[lbo-talk] Renters priced out of L.A.

Dennis Claxton ddclaxton at earthlink.net
Thu Mar 13 15:45:06 PDT 2008


At 01:19 PM 3/13/2008, SR wrote:


>Having lived in both places, I can say that LA/Orange County is
>definitely worse.

I've lived in both too and though I agree it's worse down here the difference is not as much as people think (see below).


>Automobile wise, there are places in LA City and in the Orange Crush
>that are congested almost throughout the day until after 8 or 9.

You can avoid a lot of this with a little effort and imagination. And 8 or 9 is a stretch, unless there's a ballgame in town or something.

http://www.sfgate.com/cgi-bin/article.cgi?file=/c/a/2007/09/19/MNBQS8JV0.DTL&type=printable

Wednesday, September 19, 2007

Bay Area traffic congestion isn't getting any better.

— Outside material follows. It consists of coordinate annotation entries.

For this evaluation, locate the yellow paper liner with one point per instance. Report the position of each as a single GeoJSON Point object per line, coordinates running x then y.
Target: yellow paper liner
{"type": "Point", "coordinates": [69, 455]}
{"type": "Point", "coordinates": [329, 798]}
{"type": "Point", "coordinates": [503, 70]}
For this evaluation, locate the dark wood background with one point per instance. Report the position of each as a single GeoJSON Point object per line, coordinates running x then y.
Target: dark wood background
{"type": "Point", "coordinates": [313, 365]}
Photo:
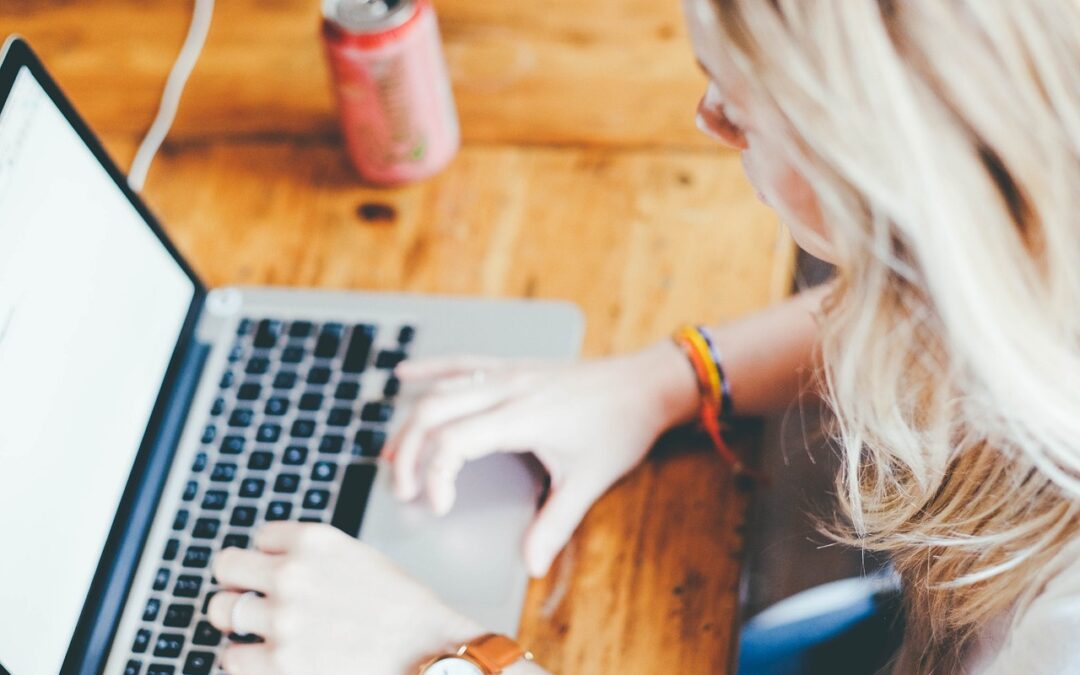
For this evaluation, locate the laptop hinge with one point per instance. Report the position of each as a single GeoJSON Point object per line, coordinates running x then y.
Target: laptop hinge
{"type": "Point", "coordinates": [93, 638]}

But the good news, if you can call it that, is that it's getting worse at a slower pace than in most of the nation's metropolises, according to a national transportation study released Tuesday.

Both the San Francisco and San Jose metropolitan areas ranked in the top 10 most-congested urban areas, according to the annual report from the Texas Transportation Institute at Texas A&M University. San Francisco ranked second in hours each driver spends sitting in traffic above and beyond normal driving time; San Jose ranked eighth.

[.....]

Because the report compiles data that measure congestion in a variety of ways, the rankings vary by category - except that Los Angeles is No. 1 in each.

In other measures of congestion, the Bay Area also ranked near the top: Second in wasted fuel per driver (behind Los Angeles) with San Jose ninth, and third behind Los Angeles and New York, with San Jose in 11th, when commute hour traffic was compared to free-flowing traffic.

According to the report, drivers in the San Francisco area wasted 47 gallons of fuel a year sitting in gridlock, and San Jose drivers used an extra 38 gallons - the national average. Los Angeles motorists wasted 57 gallons.

A comparison between the time a trip takes during the commute slog and free-flowing traffic found that San Francisco commuters see their driving times increase by 41 percent; it's 50 percent in Los Angeles. San Jose drivers saw their trip times slow by 34 percent during the commute.

Four California metropolitan areas ranked among the nation's 10 most congested. In addition to Los Angeles, San Francisco and San Jose, San Diego ranked high - sixth - with 57 hours of annual delay.

"If you're in California," Rentschler said, "you're suffering."